2
votes

I'm trying to set up a test to move data from MySQL to Elasticsearch.

I have a dockerized setup with broker, zookeeper, connect, ksql server and cli, schema registry and Elasticsearch. I'm using the docker images from confluent version 5.1.0 and for Elasticsearch I'm using elasticsearch:6.5.4

I configured a JDBC connector to get data from MySQL into Kafka, this is working I see my topics created and using ksql-cli I can see the new messages in the stream as I update rows in MySQL.

I also configured an Elasticsearch sink connector the connector is created successfully and the index in Elasticsearch is also there, but I see no documents in my Elasticsearch index.

This is the ES sink connector configuration:

{
    "name": "es-connector",
    "config": {
            "connector.class": "io.confluent.connect.elasticsearch.ElasticsearchSinkConnector",
            "value.converter": "io.confluent.connect.avro.AvroConverter",
            "key.converter": "io.confluent.connect.avro.AvroConverter",
            "key.converter.schema.registry.url": "http://schema-registry:8081",
            "value.converter.schema.registry.url": "http://schema-registry:8081",
            "connection.url": "http://es:9200",
            "type.name": "_doc",
            "topics": "test_topic",
            "drop.invalid.message": true,
            "behavior.on.null.values": "ignore",
            "behavior.on.malformed.documents": "ignore",
            "schema.ignore": true
    }
}

This is what I see when I query the status of the sink connector: curl -X GET http://connect:8083/connectors/es-connector

{
    "name": "es-connector",
    "connector": {
        "state": "RUNNING",
        "worker_id": "connect:8083"
    },
    "tasks": [
        {
            "state": "RUNNING",
            "id": 0,
            "worker_id": "connect:8083"
        }
    ],
    "type": "sink"
}

In Elasticsearch I can see the index http://es:9200/test_topic/_search

{
  "took": 1,
  "timed_out": false,
  "_shards": {
    "total": 5,
    "successful": 5,
    "skipped": 0,
    "failed": 0
  },
  "hits": {
    "total": 0,
    "max_score": null,
    "hits": []
  }
}

I keep making updates and inserts in MySQL, I see the messages in the stream using ksql-cli but no documents are created in Elasticsearch. I even created a topic manually using kafka-avro-console-producer and published messages, then created a second sink connector for this topic and the same result, I see the index but no documents.
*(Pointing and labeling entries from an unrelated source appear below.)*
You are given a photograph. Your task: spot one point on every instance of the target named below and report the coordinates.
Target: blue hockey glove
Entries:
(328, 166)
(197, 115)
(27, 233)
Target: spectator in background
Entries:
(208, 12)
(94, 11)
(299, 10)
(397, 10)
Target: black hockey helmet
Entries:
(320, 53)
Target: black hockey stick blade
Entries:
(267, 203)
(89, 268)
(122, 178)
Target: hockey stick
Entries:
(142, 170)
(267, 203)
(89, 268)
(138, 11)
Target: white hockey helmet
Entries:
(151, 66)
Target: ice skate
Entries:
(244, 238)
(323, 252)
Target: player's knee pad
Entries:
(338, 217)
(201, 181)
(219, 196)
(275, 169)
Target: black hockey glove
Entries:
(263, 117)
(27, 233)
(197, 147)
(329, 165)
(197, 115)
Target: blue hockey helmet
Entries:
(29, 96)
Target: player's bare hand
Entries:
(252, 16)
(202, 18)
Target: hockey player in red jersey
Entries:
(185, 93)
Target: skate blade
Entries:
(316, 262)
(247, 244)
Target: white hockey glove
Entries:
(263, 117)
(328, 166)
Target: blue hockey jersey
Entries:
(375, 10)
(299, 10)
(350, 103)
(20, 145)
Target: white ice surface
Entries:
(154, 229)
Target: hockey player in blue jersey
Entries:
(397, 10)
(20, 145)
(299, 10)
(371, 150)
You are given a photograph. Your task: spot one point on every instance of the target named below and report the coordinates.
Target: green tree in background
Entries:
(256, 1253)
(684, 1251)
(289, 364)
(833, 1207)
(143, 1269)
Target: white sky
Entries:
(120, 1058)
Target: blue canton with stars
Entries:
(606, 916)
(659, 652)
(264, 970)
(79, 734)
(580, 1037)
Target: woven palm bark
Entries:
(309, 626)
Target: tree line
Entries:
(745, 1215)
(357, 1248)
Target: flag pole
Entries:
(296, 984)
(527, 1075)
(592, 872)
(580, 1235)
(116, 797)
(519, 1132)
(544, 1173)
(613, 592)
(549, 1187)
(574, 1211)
I see no errors in kafka-connect so I don't understand why is not working. Is there something wrong with the connector configuration? Am I missing something?

Edit:

For the Elasticsearch sink configuration I tried with and without these lines:

"drop.invalid.message": true,
"behavior.on.null.values": "ignore",
"behavior.on.malformed.documents": "ignore",
"schema.ignore": true

And the result is the same, no documents.

Edit

I found the error:

Key is used as document id and cannot be null

.

1
Could you add sample message, that is used as source for Elasticsearch sink Connector?Bartosz Wardziński
@wardziniak I dont see why this is important but here it is, for the jdbc connector a message looks like: {"email", "[email protected]"}and for the ad-hoc topic I created a message looks like {"f1":"value1"}lloiacono
I would suggest to increase log level for Kafka Connect and check in log the content of records, maybe they are nullsBartosz Wardziński

1 Answers

3
votes

With

"key.ignore": true

the Elasticsearch sink will use the topic+partition+offset as the Elasticsearch document ID. As you found, you will get a new document for every message.

With

"key.ignore": false

the Elasticsearch sink will use the Key of the Kafka message as the Elasticsearch document ID. If you don't have a key in your Kafka message, you will understandably get the error Key is used as document id and cannot be null. You can use various methods for setting the key in a Kafka message, including Single Message Transform to set the Kafka message key if you're ingesting through Kafka Connect, detailed here.